Of course you cannot go inside the great pyramid. There is plenty of security around to make sure that no one climbs anywhere that they are not supposed to be. But still it is almost surreal to be there, actually standing on the Great Pyramid.
But, the Great Pyramid is not the only thing worth seeing on the Giza Plateau, far from it. We headed around the side of the Great Pyramid to head towards the Giza Solar Boat Museum, where Khufu’s fully intact vessel from 2500 BC is being preserved.
On our way to the museum, we were able to stop and see a group of burial chambers thought to be for the pyramid builders/workers. As these tombs are long emptied, some were open for us to climb down.
Then we could climb down the ladder into the burial chamber.
From our group of 16, six of us climbed down, and for the most part, that is all that would fit in the chamber.
We then, of course had to climb back up the ladder, then the ramp back to the top. Its strange to say that the fresh air was a welcome change when that air is 103 degrees, but being underground, surrounded by all that stone was kind of like being in a kiln.
Next up was the Solar Boat museum. We all had to wear shoe coverings in order to not track the sand/dust from outside into the exhibit.
This museum is specially designed to preserve the cedar used to make the boat, and it was built just a few meters from where the boat was originally excavated. It had to be, the boat was in over 1200 pieces! It was designed for the afterlife, and while it is regularly identified as the best preserved vessel of antiquity, it was never meant for sailing on the water, only the Duat.
See all those windows? When the sun is shining on that side, it is HOT! Once again, it actually felt good to get back outside into the regular heat.

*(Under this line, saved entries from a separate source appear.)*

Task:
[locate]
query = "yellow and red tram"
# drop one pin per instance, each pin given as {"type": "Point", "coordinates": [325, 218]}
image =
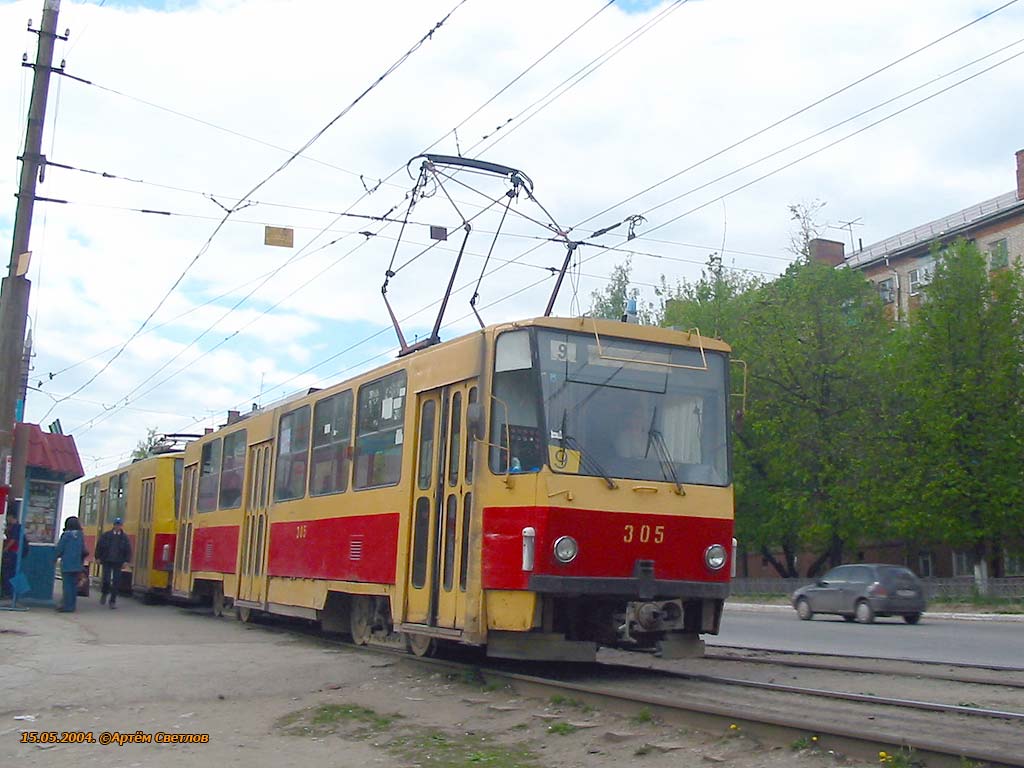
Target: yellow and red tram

After the museum, it was time to hop back on the bus for our next stop. I had left cooling towels on the bus and boy were they a hit! Here’s a travel tip…at night, after you wash out your cooling towels, put them in the hotel fridge, it makes them super cold when you are ready to use them…In Egypt, they were a godsend.
Our next stop was around the other side of the Giza Plateau for the quintessential photo opportunity in Cairo.
We were then each paired up with a camel and taken on a ride around the Plateau. Stopping of course for the obligatory photos.
Another quick Egypt travel tip: Those handlers will always ask for a tip, even though our tips were prepaid by the tour company. Mohamad warned us ahead of time that they would still ask and so not to feel guilty saying “no.” If you want to give a little something extra, set it aside in your pocket with nothing else. That way, you are not pulling out a bunch of bills and you will have no problem telling your camel guide that its all you have. They will ask for more, it just happens. But if you don’t have to rummage through your wallet, it is easy to stick to your pre-set amount.
Our next stop was another quick bus ride away. The Sphinx. Another iconic site on the Giza Plateau
There are many, many theories about the Sphinx. From when it was built, to why and by whom. While we have tests to measure the when, the rest is still somewhat up for debate.
Most accepted theories date the Sphinx back to 2500 BC, built for the Pharoh Khafre.
Can you believe its only just lunchtime? We drove to a restaurant in a new “planned community,” New Giza. The restaurant, Andrea NewGiza, is a bit of a drive away from Cairo, but the views were spectacular. The food was pretty awesome too…TRY THAT CHICKEN!
After lunch, it was back to the hotel to pack up and prepare for our VERY early flight to Luxor in the morning. We had dinner at a nearby restaurant on a boat in the Nile, called The Blue Nile Boat. It’s pretty cool to see and the food was darn good.
I also tried to get a sneaky picture of our security guy, because he was really cute, but they all turned out blurry…must be for security purposes. But it is probably for the best. Still, he was super nice and unobtrusive. And cute.
In the morning, we have to be on the bus to the airport by 3:45am!!! We are flying to Luxor for the next stop in our journey. We will be back to Cairo at the end of the trip for one night before flying home. There is so much more to see in Cairo, but I absolutely loved my little taste. I would definitely come back for another visit.